Barnie and Roo have just returned from Queensland, where they have been working as sugar cane cutters. This is the period of “the layover”, five months of sex and fun which they traditionally share with two city women, named Olive and Nancy. This has been the pattern of the past seventeen years. As always, Roo has brought Olive a kewpie doll as a present – the seventeenth doll!
But things have changed. Nancy has married, so Olive has invited Pearl Cunningham – a rather hoity-toity woman – to take over as Barnie’s date.
Also on the scene are Kathie "Bubba" Ryan, a 22-year-old girl who has been coveting Olive and Nancy's risqué lifestyle from her neighbouring house almost all her life, and Emma Leech, Olive's cynical, irritable, but wise mother.
The Summer is full of tensions. Roo and Barnie are feeling old. The new-comer Pearl is much less fun than her predecessor. Roo has had a bad season up north. He is broke and is forced to take a humiliating job in a paint factory. His mateship with Barney is under strain following a dispute between them back in the cane-fields.
Roo is tired. He can’t face another season of cane-cutting and he asks Olive to marry him and settle down. But Olive is furious. She wants her old life, her old freedom, back. For her, marriage is the very opposite of life.
In the final scene, the two men leave together, the Summer prematurely ended. And we know that there will be no eighteenth doll. The party is over.

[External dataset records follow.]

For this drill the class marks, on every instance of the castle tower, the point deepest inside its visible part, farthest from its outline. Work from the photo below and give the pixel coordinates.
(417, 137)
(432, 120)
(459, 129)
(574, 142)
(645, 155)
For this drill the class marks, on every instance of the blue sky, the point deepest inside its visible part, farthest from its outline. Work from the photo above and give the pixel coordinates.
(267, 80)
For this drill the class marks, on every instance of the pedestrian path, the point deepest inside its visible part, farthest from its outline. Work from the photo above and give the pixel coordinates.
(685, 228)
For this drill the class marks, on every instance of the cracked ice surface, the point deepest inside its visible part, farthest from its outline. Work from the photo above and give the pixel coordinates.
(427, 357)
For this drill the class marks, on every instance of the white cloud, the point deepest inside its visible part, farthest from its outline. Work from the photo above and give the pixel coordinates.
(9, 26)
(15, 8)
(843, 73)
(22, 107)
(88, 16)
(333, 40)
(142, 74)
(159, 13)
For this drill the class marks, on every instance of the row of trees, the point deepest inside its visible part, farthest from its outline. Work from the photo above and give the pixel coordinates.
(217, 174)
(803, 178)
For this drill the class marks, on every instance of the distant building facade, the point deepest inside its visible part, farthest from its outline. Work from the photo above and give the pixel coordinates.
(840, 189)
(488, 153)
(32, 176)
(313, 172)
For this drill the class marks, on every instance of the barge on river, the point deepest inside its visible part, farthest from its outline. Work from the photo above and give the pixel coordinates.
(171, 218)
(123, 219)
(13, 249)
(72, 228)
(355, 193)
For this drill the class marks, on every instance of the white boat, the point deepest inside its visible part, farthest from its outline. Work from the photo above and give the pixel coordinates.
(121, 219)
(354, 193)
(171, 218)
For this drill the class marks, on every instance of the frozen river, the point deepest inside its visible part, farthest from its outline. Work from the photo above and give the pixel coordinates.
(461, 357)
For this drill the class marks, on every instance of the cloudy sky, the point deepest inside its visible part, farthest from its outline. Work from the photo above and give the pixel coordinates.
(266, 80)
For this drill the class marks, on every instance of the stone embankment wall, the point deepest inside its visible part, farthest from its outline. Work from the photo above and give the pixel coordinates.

The play was enjoyable to read using Australian vernacular of the era. It is quite intense, covering the breakdown of the relationships. Each character viewed the events from a different direction. Only Pearl and Emma saw that the fun and freedom were coming to an end.
...News just in from Shirley “Our play for September is Strangers on a Train by Craig Warner. It sounds interesting, it’s based on a book by Patricia Highsmith”.